Treatment of subjects with morbid obesity (Body Mass Index (BMI) > 40 kg/m2
or > 35 kg/m2
with obesity-related complications) often fails. This study explored the biopsychosocial predictors of dropout and weight loss during a combined behavioural and surgical weight-reduction program. Behavioural treatment for six months was followed by bariatric surgery and a visit six months after surgery. The success criterion was the loss of ≥50% of excess BMI above 25 kg/m2
(%EBMIL). Thirty-one men and 113 women with BMI 43.5 kg/m2
(SD 4.3) and 41.8 kg/m2
(SD 3.6), respectively, were included; 115 underwent bariatric surgery (Gastric sleeve: 23; Roux-en-Y gastric bypass: 92), and 98 had a follow-up visit six months after surgery.

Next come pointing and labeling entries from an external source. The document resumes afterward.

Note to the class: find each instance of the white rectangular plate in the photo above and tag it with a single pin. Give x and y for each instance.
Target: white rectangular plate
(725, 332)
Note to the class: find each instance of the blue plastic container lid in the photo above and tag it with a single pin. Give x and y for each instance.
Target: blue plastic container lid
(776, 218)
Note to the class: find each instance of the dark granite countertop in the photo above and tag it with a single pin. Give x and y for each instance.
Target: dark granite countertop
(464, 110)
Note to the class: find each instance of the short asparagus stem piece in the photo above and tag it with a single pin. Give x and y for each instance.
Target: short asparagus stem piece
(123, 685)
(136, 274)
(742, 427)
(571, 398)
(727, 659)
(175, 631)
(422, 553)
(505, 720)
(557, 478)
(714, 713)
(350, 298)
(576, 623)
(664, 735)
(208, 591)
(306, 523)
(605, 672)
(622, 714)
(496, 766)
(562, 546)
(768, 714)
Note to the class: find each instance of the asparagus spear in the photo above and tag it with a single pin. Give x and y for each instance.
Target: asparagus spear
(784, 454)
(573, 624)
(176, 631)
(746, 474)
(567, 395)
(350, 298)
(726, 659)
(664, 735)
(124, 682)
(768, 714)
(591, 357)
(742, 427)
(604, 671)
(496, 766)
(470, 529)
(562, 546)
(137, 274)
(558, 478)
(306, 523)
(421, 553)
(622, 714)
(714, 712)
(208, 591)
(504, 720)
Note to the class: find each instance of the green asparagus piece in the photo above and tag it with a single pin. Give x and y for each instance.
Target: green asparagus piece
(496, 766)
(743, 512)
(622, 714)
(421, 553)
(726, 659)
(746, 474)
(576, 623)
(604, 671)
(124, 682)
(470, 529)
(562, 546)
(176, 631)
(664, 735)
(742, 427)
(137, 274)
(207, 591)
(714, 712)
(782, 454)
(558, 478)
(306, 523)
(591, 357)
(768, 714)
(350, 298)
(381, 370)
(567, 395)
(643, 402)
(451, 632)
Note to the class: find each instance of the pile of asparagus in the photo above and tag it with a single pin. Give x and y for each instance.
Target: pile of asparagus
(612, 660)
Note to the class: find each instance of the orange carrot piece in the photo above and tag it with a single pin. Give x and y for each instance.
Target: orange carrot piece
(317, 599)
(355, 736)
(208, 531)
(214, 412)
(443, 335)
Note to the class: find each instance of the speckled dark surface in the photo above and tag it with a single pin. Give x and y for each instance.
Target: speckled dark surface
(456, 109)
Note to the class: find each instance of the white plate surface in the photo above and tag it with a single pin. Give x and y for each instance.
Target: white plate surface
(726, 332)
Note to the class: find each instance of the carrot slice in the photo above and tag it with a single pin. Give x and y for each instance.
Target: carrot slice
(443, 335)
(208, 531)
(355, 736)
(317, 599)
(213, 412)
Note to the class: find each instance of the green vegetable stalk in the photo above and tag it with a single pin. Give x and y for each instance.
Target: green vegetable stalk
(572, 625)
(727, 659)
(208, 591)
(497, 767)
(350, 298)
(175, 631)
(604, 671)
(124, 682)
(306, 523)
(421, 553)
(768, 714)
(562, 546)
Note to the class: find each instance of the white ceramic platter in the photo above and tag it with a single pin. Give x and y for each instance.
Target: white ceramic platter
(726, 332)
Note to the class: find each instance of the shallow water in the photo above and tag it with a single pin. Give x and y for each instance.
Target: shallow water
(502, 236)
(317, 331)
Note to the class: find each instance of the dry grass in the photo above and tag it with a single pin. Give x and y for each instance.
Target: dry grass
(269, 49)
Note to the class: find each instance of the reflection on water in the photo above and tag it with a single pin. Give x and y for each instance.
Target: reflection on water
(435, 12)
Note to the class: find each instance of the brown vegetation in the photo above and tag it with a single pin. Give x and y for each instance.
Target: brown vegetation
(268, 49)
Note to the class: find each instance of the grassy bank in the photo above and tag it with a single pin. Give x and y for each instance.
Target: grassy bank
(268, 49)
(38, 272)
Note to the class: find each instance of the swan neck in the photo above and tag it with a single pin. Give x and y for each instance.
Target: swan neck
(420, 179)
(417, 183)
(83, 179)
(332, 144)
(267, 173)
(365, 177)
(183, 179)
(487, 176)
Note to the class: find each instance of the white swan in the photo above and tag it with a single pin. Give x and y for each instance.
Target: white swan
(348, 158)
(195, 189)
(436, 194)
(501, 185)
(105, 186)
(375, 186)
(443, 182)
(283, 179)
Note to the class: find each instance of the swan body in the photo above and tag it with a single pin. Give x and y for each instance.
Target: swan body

The mean %EBMIL at follow-up was 71.2% (SD 18.5). Treatment success was achieved in 86 subjects. Assuming success in 17 subjects who did not attend the follow-up visit (best possible outcome), 103 out of 144 subjects (72%) achieved successful weight reduction. Cohabitation was the only predictor of accomplishing surgery. Neither weight loss during behavioural therapy nor biopsychosocial factors were found to be clinically significant predictors of weight loss after surgery. The success rate of less than three in four subjects was unsatisfactory. There is a need to improve the regimen and to determine effective alternative interventions.